Data 10 Perusahaan Sawit Terbesar di Indonesia. (Next Indonesia)
Modus yang tengah didalami adalah penjualan produk sawit kepada perusahaan terafiliasi di yurisdiksi asing dengan harga di bawah nilai pasar (under-invoicing), kemudian dijual kembali kepada pembeli akhir dengan harga yang lebih tinggi. Skema demikian berpotensi menggeser laba ke luar negeri sehingga mengurangi kewajiban perpajakan di Indonesia. Pemerintah menyatakan telah memperketat pengawasan ekspor melalui regulasi baru, termasuk Peraturan Menteri Perdagangan Nomor 16 Tahun 2026, guna meningkatkan transparansi tata niaga komoditas strategis.
Praktik tersebut diatur melalui POJK Nomor 42/POJK.04/2020 tentang Transaksi Afiliasi dan Transaksi Benturan Kepentingan serta PMK Nomor 172 Tahun 2023 mengenai penerapan prinsip kewajaran dalam transaksi pihak berelasi.
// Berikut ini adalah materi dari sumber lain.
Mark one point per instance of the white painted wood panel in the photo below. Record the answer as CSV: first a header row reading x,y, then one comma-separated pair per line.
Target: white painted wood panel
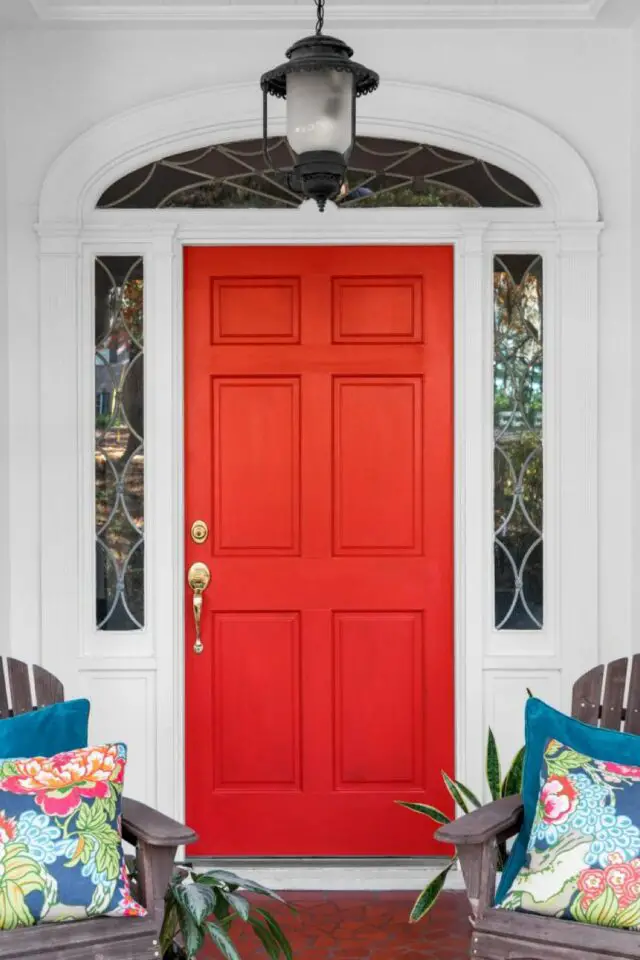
x,y
123,710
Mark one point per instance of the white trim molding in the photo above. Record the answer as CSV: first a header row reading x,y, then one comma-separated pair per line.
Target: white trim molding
x,y
291,14
405,111
491,666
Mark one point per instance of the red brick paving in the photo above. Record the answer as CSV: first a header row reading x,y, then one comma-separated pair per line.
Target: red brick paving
x,y
365,926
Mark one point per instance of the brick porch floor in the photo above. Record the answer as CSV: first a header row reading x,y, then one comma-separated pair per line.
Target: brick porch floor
x,y
367,926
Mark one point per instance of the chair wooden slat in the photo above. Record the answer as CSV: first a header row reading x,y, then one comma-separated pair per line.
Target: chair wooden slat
x,y
587,692
614,684
4,700
19,686
632,719
48,688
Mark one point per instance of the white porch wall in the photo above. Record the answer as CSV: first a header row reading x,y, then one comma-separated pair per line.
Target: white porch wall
x,y
4,390
635,335
579,82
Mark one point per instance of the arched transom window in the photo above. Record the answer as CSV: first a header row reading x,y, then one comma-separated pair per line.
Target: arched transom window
x,y
382,173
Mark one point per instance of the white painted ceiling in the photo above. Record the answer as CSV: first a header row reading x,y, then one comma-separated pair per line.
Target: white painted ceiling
x,y
435,12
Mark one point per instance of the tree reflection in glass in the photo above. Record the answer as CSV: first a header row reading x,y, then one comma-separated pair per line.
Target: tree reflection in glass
x,y
119,442
518,455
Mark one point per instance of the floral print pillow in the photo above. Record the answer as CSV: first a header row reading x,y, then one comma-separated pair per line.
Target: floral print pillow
x,y
583,856
61,855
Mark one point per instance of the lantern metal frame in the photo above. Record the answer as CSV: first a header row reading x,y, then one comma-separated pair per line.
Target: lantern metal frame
x,y
317,174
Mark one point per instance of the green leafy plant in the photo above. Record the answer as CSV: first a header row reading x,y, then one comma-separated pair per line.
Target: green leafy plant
x,y
203,906
464,798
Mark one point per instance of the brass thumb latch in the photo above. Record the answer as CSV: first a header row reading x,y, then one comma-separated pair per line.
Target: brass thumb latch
x,y
198,578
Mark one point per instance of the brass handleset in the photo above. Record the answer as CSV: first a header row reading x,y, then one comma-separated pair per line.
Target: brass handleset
x,y
198,578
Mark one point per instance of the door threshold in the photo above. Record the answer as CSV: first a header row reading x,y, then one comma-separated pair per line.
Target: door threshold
x,y
348,873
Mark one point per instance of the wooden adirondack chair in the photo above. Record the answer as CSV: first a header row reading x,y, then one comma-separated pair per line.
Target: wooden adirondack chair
x,y
598,699
155,837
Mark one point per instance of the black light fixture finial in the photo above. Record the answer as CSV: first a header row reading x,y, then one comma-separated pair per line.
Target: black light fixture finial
x,y
320,83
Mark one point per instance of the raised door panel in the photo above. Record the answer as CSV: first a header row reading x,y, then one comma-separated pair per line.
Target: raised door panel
x,y
255,310
377,465
256,701
378,686
377,309
256,465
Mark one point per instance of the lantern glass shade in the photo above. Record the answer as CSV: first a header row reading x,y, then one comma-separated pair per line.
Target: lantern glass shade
x,y
320,106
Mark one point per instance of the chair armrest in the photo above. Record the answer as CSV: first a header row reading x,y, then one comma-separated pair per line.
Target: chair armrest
x,y
502,819
152,827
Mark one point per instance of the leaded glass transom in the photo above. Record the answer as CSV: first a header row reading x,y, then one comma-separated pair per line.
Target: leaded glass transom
x,y
119,442
382,173
518,457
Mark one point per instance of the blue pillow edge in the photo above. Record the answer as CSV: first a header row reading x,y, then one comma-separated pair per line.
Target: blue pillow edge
x,y
57,728
543,723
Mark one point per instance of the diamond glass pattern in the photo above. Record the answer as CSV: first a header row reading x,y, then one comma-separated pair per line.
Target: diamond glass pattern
x,y
382,173
518,459
119,443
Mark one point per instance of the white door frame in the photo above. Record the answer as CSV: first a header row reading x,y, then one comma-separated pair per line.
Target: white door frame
x,y
140,676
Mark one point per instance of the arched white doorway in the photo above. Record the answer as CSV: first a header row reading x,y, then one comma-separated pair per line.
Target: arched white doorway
x,y
140,676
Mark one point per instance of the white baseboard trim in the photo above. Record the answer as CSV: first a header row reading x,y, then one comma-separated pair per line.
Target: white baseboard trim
x,y
320,875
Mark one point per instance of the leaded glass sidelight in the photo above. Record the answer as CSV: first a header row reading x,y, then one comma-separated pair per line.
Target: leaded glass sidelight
x,y
518,458
119,442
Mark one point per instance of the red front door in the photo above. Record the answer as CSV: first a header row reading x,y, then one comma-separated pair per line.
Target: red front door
x,y
319,426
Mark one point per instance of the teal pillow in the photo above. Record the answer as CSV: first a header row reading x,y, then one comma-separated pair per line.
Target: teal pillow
x,y
583,857
542,724
45,732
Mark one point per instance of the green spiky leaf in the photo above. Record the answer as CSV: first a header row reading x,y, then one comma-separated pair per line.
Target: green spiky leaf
x,y
239,904
436,815
266,938
493,766
429,895
277,933
468,794
222,942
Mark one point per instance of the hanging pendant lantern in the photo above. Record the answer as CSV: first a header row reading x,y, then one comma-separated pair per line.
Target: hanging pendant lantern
x,y
320,83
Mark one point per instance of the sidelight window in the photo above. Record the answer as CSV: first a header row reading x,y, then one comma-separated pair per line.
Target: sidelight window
x,y
119,442
517,445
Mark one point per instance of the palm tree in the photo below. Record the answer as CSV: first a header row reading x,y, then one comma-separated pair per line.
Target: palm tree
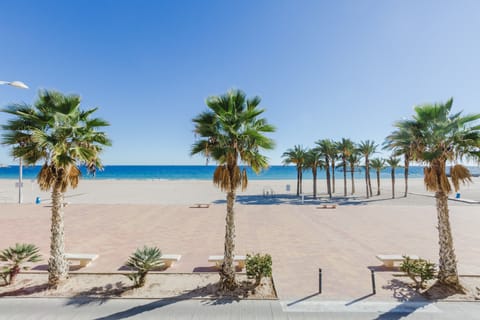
x,y
366,148
345,148
353,161
403,142
334,158
443,137
393,163
143,260
327,149
64,137
378,164
17,256
313,161
297,156
231,131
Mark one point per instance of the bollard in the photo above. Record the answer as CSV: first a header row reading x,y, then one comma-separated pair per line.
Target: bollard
x,y
374,290
319,280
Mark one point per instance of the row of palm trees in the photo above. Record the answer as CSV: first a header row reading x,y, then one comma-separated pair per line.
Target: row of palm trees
x,y
231,132
325,155
434,137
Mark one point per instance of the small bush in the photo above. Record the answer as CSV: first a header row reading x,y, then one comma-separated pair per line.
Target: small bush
x,y
419,270
143,260
259,266
15,257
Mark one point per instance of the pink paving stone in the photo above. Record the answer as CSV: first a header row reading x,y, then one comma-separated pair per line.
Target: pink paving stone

Regulasi tersebut mewajibkan setiap transaksi dilakukan berdasarkan prinsip kewajaran dan kelaziman usaha (arm`s length principle), yakni menggunakan harga dan syarat yang setara dengan transaksi antar pihak independen.
Selain itu, perusahaan diwajibkan melakukan keterbukaan informasi kepada publik, menggunakan penilai independen dalam kondisi tertentu, serta memperoleh persetujuan RUPS apabila transaksi memenuhi kategori material atau mengandung benturan kepentingan. Analisis juga menunjukkan bahwa kepemilikan industri sawit nasional masih terkonsentrasi pada sejumlah kelompok usaha besar. Di antaranya adalah Grup Salim yang dikendalikan oleh Anthoni Salim, Grup Sinar Mas milik Keluarga Widjaja, Triputra Group, Sungai Budi Group, hingga Citra Borneo Indah Group.
Struktur kepemilikan yang terintegrasi dari sektor perkebunan, pengolahan, perdagangan, hingga perusahaan luar negeri memungkinkan terjadinya transaksi lintas entitas dalam satu kelompok usaha dengan intensitas yang tinggi. Besarnya transaksi afiliasi tidak otomatis menunjukkan adanya pelanggaran hukum. Namun, kondisi tersebut meningkatkan risiko terjadinya konflik kepentingan serta praktik pemindahan nilai (value shifting) apabila pengawasan tidak berjalan efektif.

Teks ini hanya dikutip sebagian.